The festival is an attempt to raise consciousness and allow people an opportunity to see an alternative to the way we’ve been living.
“It’s critical,” says Stephen. “The main intent here is to move into a new paradigm, which is when you think green, you think beneficently and altruistically towards the future, and it’s about sustaining a healthy world and a healthy environment for our future generations. And it’s away from exploiting and raping and pillaging and destroying, and taking from the earth rather than seeing ourselves as caretakers and stewards of an eco-system that is common to us all.
“That is where human beings can really meet on a common ground of the earth itself. This is where we can really connect and build bridges across our differences because we all breathe the same air and drink the same water and our lives are sustained by the fragile eco-system.”

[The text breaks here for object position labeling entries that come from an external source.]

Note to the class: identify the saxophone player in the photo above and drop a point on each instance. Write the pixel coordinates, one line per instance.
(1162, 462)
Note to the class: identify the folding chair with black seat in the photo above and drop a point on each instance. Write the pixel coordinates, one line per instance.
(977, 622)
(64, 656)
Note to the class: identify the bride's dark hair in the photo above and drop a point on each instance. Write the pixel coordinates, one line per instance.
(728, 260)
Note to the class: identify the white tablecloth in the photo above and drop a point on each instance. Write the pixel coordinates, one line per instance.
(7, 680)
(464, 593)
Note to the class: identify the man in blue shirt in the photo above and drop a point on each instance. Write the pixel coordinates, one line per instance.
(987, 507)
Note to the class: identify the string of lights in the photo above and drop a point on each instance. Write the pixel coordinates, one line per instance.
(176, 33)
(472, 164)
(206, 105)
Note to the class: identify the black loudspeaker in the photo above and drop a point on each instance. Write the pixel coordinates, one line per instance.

Stephen cites Rachel Carson’s book “Silent Spring,” published in 1962, about how a courageous woman took on the chemical industry and raised important questions about humankind’s impact on nature and John Muir’s concern for forming national parks in the late 1800s.
“There’s always been a concern about the fragile nature of our environment and what we are doing to it,” he says.
Most change — especially when it impacts a great number of people — happens gradually.
“What has always changed history has been a collective consciousness coalescing into a critical mass then creating that change out of the critical mass,” says Stephen.
He cites examples of women earning the right to vote, civil rights legislation, the end of apartheid in South Africa and the falling of the Berlin Wall. We could also add the acceptance of interracial marriage and interethnic marriage. The question is not if same-sex marriage will become universally acceptable, but when.
The environmental movement is still happening too.
“It’s really a new movement when you consider the long history and the advanced start that the Industrial Revolution had,” says Stephen. The Industrial Revolution was a period of rapid industrial growth causing a radical shift in focus from agriculture to industry during the late 1700s and early 1800s and was a tremendous expansion of our technologies and resources.
Although new developments in technology have been considered, for the most part, progress, we now are now seeing people understand and appreciate new ways to advance our technologies and resources to help our eco-system. The Venice Eco Fest will help educate the public.
“We need to do all we can to preserve and to conserve and take care of the life support system that sustains us all,” says Stephen.
The Venice Eco Fest will feature performers and environmental speakers, green businesses and environmental organizations, a food court with organic and healthy food, as well as an outdoor art gallery and interactive children’s art/play area.